Роместа стала как тростиночка, лицо ее осунулось от бессонных ночей. А мальчик рос быстро, не по дням, а по часам. Ему сплели мягкую колыбель из лозы и сухих трав, сладко пахнущую полем, и она спрятала его в прибрежном овраге, под небольшим навесом. На дне оврага росли травы и кустарник, повсюду были разбросаны камни, занесенные когда-то быстрыми водами.

Молодая мать оставляла ребенка на время одного, появлялась на винограднике и работала рядом со всеми. Потом незаметно исчезала, как волчица в своем логове, кормила младенца и снова торопливо возвращалась, чтобы не дознались Бенилос или Зантикомес.


…Время бежало. Все чаще голубая гладь моря темнела и волновалась, ивы на берегу лимана беспокойно трепетали, как перед бурей. Чайки кричали все тревожнее, разрезая острыми крыльями косые лучи остывающего солнца. Стаи стрижей, все лето гнездившиеся в норах высокого отвесного берега, вдруг пропали. Журавли с беспокойными криками собирались косяками и отправлялись к южным берегам. На виноградниках Аристогореса спелые грозди отливали синим и бронзовым цветом.

Наступила осень с холодными утрами и ранними серыми вечерами. Зантикомес, придерживая одной рукой свою хламиду, с узловатой палкой в другой медленно ходил по винограднику в сопровождении Аптасы, давая тому разные советы: какой сорт собирать первым, какой — в самом конце, какие сорта винограда лучше всего смешать, чтобы получилось хорошее вино.

Последнее время рабы были заняты починкой старых корзин, плели новые, чистили подвалы и хранилища, мыли давила, амфоры и другую посуду для вина.

Под знаком Скорпиона начался сбор. Собирали от зари до сумерек, затем до поздней ночи; вываливали виноград в мешки из редкой ткани и при свете факелов под навесом мяли его ногами в деревянных стоках. Пахло давлеными гроздьями, морским ветром и горьковатой лозой.

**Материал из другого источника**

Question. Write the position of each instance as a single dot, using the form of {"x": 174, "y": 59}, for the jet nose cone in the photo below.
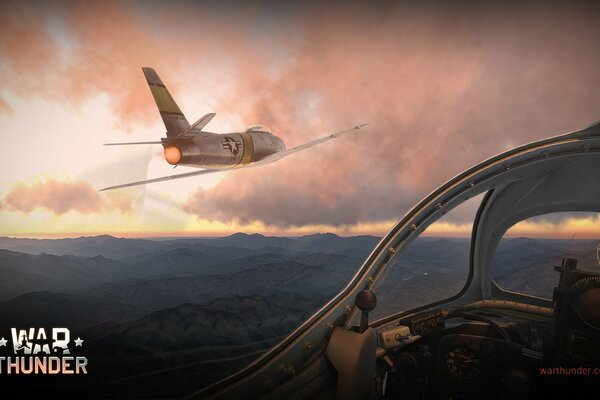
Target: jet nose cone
{"x": 172, "y": 155}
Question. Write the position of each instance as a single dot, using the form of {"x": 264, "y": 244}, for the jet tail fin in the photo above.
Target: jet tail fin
{"x": 173, "y": 118}
{"x": 201, "y": 123}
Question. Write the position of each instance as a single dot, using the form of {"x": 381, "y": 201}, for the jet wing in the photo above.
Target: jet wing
{"x": 166, "y": 178}
{"x": 266, "y": 160}
{"x": 287, "y": 152}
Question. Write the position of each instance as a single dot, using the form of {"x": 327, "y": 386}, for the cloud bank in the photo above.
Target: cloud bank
{"x": 442, "y": 85}
{"x": 61, "y": 197}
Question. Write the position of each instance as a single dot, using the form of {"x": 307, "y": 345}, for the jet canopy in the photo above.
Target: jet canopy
{"x": 259, "y": 128}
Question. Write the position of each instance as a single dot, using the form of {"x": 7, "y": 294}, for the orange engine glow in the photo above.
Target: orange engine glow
{"x": 172, "y": 155}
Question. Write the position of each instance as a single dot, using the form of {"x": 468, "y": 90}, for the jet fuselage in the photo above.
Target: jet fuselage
{"x": 212, "y": 150}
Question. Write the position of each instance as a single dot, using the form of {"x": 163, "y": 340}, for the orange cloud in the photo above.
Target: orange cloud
{"x": 62, "y": 197}
{"x": 443, "y": 86}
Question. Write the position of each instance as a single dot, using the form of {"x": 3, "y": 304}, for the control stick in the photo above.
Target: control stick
{"x": 365, "y": 301}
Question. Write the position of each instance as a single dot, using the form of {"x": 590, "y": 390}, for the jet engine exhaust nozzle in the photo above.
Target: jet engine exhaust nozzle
{"x": 172, "y": 155}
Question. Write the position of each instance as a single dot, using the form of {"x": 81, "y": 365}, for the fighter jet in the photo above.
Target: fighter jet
{"x": 190, "y": 145}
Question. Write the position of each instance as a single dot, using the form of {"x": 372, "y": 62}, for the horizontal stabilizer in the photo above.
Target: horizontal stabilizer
{"x": 128, "y": 143}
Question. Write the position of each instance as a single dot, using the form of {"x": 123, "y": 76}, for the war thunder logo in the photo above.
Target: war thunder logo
{"x": 41, "y": 351}
{"x": 231, "y": 145}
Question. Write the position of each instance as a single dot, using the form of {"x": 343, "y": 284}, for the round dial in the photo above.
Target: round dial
{"x": 462, "y": 363}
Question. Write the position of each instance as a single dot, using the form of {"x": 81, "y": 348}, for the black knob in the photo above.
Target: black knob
{"x": 366, "y": 300}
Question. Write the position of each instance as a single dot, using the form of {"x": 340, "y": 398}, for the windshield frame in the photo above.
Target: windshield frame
{"x": 340, "y": 310}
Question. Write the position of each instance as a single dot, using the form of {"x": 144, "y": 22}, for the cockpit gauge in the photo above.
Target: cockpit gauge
{"x": 463, "y": 363}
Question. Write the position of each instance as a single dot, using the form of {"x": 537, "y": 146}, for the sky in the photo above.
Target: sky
{"x": 443, "y": 85}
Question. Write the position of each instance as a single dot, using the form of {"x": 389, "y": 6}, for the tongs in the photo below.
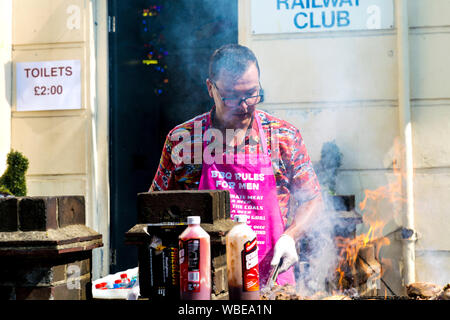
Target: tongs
{"x": 274, "y": 275}
{"x": 271, "y": 280}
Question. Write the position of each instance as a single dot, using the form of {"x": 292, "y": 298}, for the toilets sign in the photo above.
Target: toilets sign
{"x": 294, "y": 16}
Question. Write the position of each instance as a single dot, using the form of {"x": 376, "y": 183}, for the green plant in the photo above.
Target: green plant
{"x": 13, "y": 179}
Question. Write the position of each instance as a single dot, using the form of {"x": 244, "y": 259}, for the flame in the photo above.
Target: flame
{"x": 350, "y": 249}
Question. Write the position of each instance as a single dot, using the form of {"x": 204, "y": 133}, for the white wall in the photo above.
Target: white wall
{"x": 343, "y": 86}
{"x": 5, "y": 80}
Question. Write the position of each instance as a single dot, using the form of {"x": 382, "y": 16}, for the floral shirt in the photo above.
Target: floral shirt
{"x": 294, "y": 174}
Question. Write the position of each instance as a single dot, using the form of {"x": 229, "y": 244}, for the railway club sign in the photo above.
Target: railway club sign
{"x": 294, "y": 16}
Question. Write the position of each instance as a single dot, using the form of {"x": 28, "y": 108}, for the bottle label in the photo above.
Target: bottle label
{"x": 190, "y": 265}
{"x": 250, "y": 270}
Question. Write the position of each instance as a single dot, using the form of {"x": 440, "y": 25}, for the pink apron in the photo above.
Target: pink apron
{"x": 253, "y": 192}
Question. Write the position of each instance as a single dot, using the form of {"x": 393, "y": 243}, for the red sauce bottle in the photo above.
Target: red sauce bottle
{"x": 195, "y": 262}
{"x": 242, "y": 261}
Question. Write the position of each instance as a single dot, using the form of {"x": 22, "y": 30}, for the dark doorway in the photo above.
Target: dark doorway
{"x": 159, "y": 52}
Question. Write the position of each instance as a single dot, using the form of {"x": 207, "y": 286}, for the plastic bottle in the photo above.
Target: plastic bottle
{"x": 242, "y": 261}
{"x": 125, "y": 280}
{"x": 195, "y": 262}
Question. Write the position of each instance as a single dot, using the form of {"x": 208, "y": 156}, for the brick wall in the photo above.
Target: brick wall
{"x": 45, "y": 248}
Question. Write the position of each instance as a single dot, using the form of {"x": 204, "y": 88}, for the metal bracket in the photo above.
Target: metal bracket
{"x": 406, "y": 234}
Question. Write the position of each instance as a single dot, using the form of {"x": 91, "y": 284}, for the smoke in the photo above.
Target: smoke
{"x": 318, "y": 254}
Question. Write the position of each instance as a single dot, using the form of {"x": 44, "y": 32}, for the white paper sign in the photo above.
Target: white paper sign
{"x": 288, "y": 16}
{"x": 49, "y": 85}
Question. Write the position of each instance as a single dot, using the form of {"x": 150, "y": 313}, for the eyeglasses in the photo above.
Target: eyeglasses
{"x": 249, "y": 101}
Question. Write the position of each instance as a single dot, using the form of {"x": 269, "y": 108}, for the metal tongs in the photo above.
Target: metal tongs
{"x": 274, "y": 275}
{"x": 271, "y": 280}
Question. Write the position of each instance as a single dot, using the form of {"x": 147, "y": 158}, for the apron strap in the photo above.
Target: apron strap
{"x": 262, "y": 136}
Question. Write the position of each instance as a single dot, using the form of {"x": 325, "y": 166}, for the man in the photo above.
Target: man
{"x": 262, "y": 160}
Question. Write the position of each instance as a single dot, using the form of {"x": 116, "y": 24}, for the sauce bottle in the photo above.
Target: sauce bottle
{"x": 195, "y": 262}
{"x": 242, "y": 261}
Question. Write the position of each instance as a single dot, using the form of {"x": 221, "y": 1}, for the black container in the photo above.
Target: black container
{"x": 159, "y": 275}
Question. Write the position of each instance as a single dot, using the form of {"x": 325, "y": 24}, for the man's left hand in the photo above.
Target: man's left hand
{"x": 284, "y": 248}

По краям давильни были расставлены толстопузые амфоры, в которых пузырилось и отстаивалось молодое вино. Его крепкие пары́ обволакивали Гету и Роместу, даже старик Терес слегка покачивался.

Работа на сборе и давке винограда была изнурительной и оставляла рабам для сна лишь короткие часы ночи. И все же они не сетовали на судьбу, которая была к ним благосклоннее, чем к остальным: ноги их были свободны от цепей, условия лучше. Единственное, что их угнетало по-настоящему, это мысль о том, что они являются собственностью и что их не считают людьми.

Но более всех этих чувств их одолевала тоска по родным местам; каждое мгновение на этой чужой земле казалось им вечностью, потому что разлучало с желанной стороной и родными.

По вечерам, когда вкус и запах молодого вина туманил головы, они забывали порой о своей тоске и горестях; каждый предмет из окружавших их казался им божеством, спустившимся с родных гор или холмов. Они жили призрачным, иллюзорным счастьем, которое искрилось короткие мгновения.

В один из таких вечеров Бенилос вдруг стал каяться. Сначала он лил слезы и бил себя кулаками по голове, потом стал со стенаниями кататься по земле, призывая на себя гнев богов. Роместа подошла и хотела успокоить его: она никогда не видела ничего подобного, и ей стало жаль парня.

— Оставь его! — крикнул ей старик Терес. — Не связывайся с недоумком. Он болен, бедняга…

Бенилос утих, поднялся на ноги и стряхнул землю с одежды. Потом побежал за Герулой и закричал ему на ухо:

— Я никому не скажу, что ты зажигаешь там огонь!

— Правильно сделаешь, — пробормотал корабельщик. — Займись делом.

— Не скажу, не скажу, — стал весело напевать Бенилос, прыгая на одной ноге.

После этого, ни с того ни с сего, он вдруг взялся помогать Роместе: торопливо хватал ее корзины и уносил. Быстро возвращался, смотрел на нее с глупой ухмылкой и снова кидался помогать. Скоро она уже не могла шагу ступить — он следовал за ней повсюду.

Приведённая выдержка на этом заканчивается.